To determine the activities of JAK2 in humanized mice with Ph⁺ALL LPCs following treatment with single agents or a combination of ruxolitinib and imatinib or nilotinib, levels of phospho-JAK2 were examined by western blot analysis (Fig. 6d). Among the different treatment options, the combination of nilotinib and ruxolitinib was the most effective at reducing phospho-JAK2 levels in the recipients, whereas imatinib did not reduce the level of phospho-JAK2.

The phosphorylation levels of CrkL (Fig. 6d), the kinase substrate of BCR–ABL, were evaluated. We found that nilotinib or nilotinib treatment combined with ruxolitinib inhibited BCR–ABL kinase activity completely, whereas the phospho-CrkL levels did not change significantly when the recipient mice were treated with ruxolitinib alone.
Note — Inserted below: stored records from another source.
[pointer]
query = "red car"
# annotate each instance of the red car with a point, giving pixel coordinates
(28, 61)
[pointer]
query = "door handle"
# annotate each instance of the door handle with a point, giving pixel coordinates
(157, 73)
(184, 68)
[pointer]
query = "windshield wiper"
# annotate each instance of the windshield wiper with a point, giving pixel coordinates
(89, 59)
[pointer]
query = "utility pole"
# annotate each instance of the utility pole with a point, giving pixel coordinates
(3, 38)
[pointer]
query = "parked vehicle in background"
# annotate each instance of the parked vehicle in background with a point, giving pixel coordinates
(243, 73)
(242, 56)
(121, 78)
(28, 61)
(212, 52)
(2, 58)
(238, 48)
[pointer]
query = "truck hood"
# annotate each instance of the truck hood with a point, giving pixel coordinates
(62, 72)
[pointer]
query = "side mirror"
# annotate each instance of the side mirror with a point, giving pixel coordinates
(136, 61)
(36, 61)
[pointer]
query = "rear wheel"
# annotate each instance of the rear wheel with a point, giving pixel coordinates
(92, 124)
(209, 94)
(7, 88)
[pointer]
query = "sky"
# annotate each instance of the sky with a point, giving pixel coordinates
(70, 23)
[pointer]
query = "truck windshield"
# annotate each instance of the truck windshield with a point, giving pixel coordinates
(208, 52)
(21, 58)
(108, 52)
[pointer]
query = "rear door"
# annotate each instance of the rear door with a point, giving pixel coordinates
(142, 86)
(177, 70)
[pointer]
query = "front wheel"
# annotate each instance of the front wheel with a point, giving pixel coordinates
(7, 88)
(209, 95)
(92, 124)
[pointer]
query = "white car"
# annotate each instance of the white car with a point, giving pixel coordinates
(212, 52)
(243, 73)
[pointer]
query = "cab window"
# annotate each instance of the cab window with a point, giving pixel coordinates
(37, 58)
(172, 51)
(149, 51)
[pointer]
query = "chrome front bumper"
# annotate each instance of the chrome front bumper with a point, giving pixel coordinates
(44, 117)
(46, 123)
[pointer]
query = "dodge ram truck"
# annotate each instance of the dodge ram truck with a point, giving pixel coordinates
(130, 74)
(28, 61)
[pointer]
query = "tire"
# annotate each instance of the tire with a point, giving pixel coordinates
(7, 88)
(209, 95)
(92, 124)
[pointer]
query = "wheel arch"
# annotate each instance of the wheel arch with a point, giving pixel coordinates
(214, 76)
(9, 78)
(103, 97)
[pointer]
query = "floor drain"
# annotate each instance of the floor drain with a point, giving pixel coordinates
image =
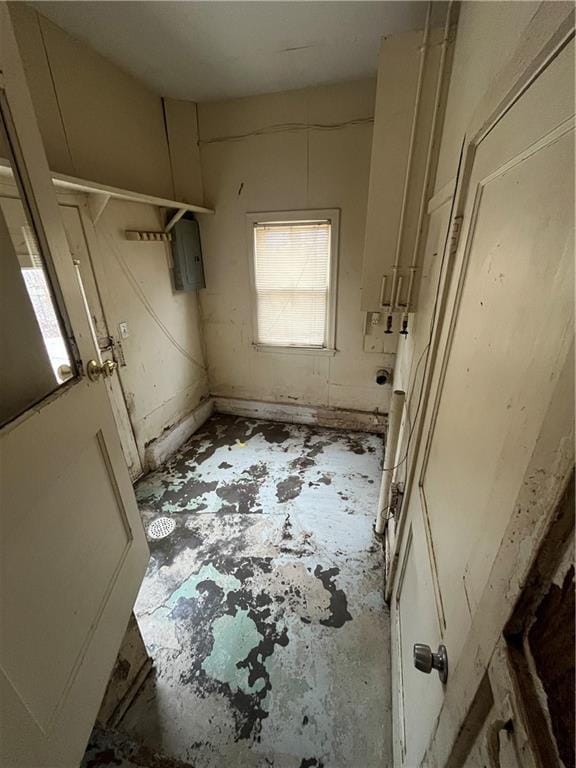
(161, 527)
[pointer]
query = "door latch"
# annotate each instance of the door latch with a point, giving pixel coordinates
(426, 661)
(94, 369)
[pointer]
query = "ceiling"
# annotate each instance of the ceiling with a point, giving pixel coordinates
(217, 50)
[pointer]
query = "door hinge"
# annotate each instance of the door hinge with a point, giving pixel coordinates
(455, 233)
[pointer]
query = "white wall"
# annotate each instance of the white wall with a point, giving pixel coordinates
(286, 169)
(164, 378)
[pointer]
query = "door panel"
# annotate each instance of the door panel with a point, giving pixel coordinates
(509, 342)
(82, 245)
(72, 546)
(504, 335)
(415, 610)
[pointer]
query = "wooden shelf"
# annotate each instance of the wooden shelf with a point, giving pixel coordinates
(100, 194)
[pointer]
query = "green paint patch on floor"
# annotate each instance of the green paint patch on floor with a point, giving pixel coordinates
(234, 638)
(187, 589)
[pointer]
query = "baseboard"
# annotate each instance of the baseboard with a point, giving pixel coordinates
(159, 450)
(130, 694)
(336, 418)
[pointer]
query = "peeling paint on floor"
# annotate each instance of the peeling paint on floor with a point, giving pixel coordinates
(263, 611)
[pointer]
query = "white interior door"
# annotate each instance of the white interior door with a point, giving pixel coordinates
(81, 240)
(73, 550)
(505, 342)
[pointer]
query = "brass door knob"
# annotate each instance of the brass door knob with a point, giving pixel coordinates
(94, 369)
(426, 661)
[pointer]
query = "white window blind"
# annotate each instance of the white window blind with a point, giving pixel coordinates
(292, 280)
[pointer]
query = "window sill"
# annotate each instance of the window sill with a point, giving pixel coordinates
(316, 351)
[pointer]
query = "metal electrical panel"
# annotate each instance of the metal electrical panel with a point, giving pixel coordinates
(188, 268)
These results are consistent with the engraftment levels evaluated using flow cytometry (Fig. 5b, c), histopathological analyses (Fig. 6b), and qRT-PCR assays (Fig. 6c), indicating that the combination of nilotinib and ruxolitinib more effectively reduced the LPCs capacity in immunodeficient mice through a deeper suppression of JAK2 activity than either single agent or the combination of imatinib and ruxolitinib. However, further comparison of the total JAK and CrkL protein is required to illuminate whether the change in phosphorylation was due to reduced amounts of total protein.